Possibly I do wonder sometimes wether I rushed into a new relationship so soon and if it was the right thing to do with everything going on.
Its too soon. Six months is nothing compared to 5 years. Honestly, you are on the rebound. But what does this mean really? You are young. You have it all in front of you and you have a chance to make good. And you could do it if you wanted to. You just have to decide if its what you want or not. If its not what you want, then do the decent thing and get out while you can. But, dont go around collecting hearts in a jar.
It doesen''t help really that I talk to literally nobody about it.

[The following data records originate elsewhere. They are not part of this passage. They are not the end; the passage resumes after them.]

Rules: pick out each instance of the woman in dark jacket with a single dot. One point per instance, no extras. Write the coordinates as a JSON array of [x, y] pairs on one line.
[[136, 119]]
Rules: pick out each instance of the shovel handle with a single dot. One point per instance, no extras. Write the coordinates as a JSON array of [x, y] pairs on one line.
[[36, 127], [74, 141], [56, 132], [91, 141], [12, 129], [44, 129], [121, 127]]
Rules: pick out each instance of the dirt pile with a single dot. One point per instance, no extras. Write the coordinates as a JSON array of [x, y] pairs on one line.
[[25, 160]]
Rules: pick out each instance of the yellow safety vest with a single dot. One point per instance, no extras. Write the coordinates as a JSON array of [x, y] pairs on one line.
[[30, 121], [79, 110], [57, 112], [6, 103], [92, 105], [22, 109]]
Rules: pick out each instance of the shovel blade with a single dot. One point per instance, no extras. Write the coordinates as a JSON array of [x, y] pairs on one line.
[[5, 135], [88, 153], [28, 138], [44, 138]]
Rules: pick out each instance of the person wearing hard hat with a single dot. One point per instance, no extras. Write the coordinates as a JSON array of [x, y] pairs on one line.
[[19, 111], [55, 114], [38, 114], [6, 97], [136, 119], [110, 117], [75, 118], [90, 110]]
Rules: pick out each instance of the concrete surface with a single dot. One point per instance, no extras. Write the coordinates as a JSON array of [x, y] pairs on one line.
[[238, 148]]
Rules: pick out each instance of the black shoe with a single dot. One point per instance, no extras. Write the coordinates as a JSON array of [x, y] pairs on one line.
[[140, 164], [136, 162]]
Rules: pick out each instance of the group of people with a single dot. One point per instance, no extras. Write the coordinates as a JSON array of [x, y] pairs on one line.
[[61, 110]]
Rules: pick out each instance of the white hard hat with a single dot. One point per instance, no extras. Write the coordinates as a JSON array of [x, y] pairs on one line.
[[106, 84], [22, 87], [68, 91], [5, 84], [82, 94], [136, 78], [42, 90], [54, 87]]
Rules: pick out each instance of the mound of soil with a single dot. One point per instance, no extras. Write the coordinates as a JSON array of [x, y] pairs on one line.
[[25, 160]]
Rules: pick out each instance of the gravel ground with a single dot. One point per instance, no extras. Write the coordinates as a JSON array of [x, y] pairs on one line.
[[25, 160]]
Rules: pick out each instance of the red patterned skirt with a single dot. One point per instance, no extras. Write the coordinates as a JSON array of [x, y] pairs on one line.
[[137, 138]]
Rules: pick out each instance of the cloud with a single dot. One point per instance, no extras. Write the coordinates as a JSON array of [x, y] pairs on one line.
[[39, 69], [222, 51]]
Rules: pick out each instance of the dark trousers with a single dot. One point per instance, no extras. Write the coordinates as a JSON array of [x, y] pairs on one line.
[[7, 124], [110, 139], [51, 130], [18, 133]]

You need to take a leaf. Out of a womens book of life. Women are successful (usually) cos they can talk. Talking is good and if you are ever going to get over this, the chin needs to wag. And get this out of your system.
I think this is wher emy main problem lies. My EX partner tbh didn''t really do much wrong in the relationship.
If she was so perfect, why are you apart. Mate.. The perfect person has not been invented. She did wrong. Honest. We all do wrong. This is proby wrong me telling you this. But we all have to live a life. And we will make mistakes. You make them, the ex makes them and I make them. Every day. We are not machines.
I just went about things all the wrong way at the end when I wasn''t happy.
I hear you. But if something isnt right, you will never make it so. This is something you learn. And also, you cant make something right if it wasnt to be. And thats that. But think of it this way. And you said this before, you was holding her back. And you knew this and I suspect that this is why you got out. There is nothing wrong with getting out if its not working. It takes courage and confidence to walk away and you did exactly that. You had the balls to leave. And it worked out for you both. Well it will if you let it.
Ok, what I suggest you do is take a step back. Perhaps get some counselling and work out what you want. Then when you know, act apon it. But dont go round and round in circles. Cos you will find that they just keep getting smaller. At some time, you will want to hammer the steak in the ground and anchor your life to it. That could be now. Or in a years time. But dont bumble thru life leaving a debris field behind you. Sorry again... C.